1) Can some one help me translate this Bosnian phrase: ma boli me briga.
It was said "grrrrrrrr... ma boli me briga."

I am guessing that ma is just short of mama and that briga- brigati= to care for?

xxx


Thanks.


----------



## dudasd

"Ma" is similar to English "well", though a bit more energetic. The whole phrase is hardly translatable word by word; but the meaning is:

Well, I don't give a damn!


----------



## vatreno

haha ok that makes sense!

Hvala


----------



## farisca

I don't care...


----------



## musicalchef

If it's closer to dudasd's translation, is it a bit naughty in Bosnian?  For example, is it something you could say among: observant Muslims; someone's grandmother; your boss and senior coworkers; or just close friends?


----------



## Athaulf

musicalchef said:


> If it's closer to dudasd's translation, is it a bit naughty in Bosnian?  For example, is it something you could say among: observant Muslims; someone's grandmother; your boss and senior coworkers; or just close friends?

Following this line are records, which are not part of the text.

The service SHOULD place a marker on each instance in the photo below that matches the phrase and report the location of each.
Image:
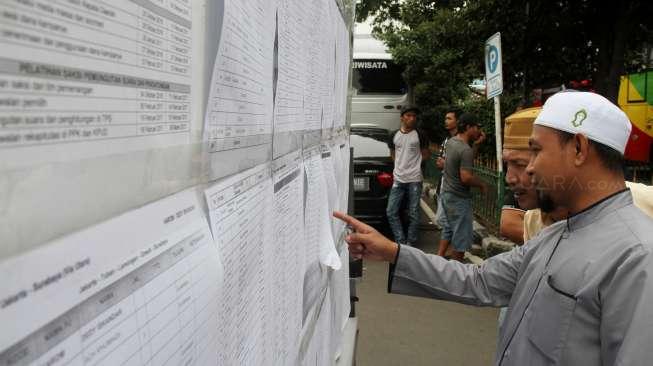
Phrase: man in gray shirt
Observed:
(580, 292)
(456, 197)
(408, 148)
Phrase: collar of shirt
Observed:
(598, 209)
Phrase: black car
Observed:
(372, 173)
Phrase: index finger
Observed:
(357, 225)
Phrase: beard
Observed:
(545, 202)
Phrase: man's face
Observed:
(409, 119)
(518, 180)
(450, 121)
(550, 167)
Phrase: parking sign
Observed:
(493, 68)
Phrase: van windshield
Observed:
(378, 77)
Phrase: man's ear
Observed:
(582, 148)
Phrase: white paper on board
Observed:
(83, 79)
(238, 121)
(241, 216)
(138, 289)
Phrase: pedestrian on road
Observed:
(456, 196)
(580, 292)
(409, 146)
(451, 125)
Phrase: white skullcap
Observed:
(589, 114)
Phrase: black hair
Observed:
(466, 120)
(457, 112)
(611, 159)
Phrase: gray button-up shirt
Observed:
(580, 292)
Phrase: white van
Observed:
(379, 89)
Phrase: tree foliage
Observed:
(544, 44)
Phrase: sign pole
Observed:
(494, 88)
(497, 132)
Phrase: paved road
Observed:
(404, 330)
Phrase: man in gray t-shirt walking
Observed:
(408, 148)
(456, 196)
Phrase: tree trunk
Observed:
(612, 48)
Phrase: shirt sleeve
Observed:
(416, 273)
(391, 140)
(626, 311)
(467, 159)
(423, 139)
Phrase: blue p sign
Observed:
(492, 58)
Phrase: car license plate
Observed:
(361, 184)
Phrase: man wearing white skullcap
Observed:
(581, 291)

The expression is neither vulgar, nor offensive in any way. In that regard, it's more similar to "I don't care" than to "I don't give a damn", since "damn" can still be considered as an expletive, especially among religious people (although not a very strong one these days). 

On the other hand, the expression is informal and a bit slangy, so I wouldn't use it in very formal situations. Still, I'd say it's totally OK for all informal situations -- for example, I've used it in front of my parents and other older relatives, in front of whom I never swear and instinctively speak and behave politely. You could definitely use it among your coworkers, and even in front of your boss, unless he expects you to use a very formal and distant tone.


----------



## jazyk

When I first saw it, I thought it meant My stomach hurts. Any relation?


----------



## Athaulf

jazyk said:


> When I first saw it, I thought it meant My stomach hurts. Any relation?



Good guess.  Generally, _boli me X_, with _X_ in nominative, means "my X hurts". Thus, "my stomach hurts" would be _boli me stomak_/_trbuh_. The expression in the title sarcastically exclaims "my worry hurts [me]". 

Grammatically, the construct is analogous to the Spanish _me duele el estomago_, except that _me_ in BCS is the accusative, not dative (whereas in Spanish, it would be _le duele_, not *_lo duele_ in the third person where the difference still exists).


----------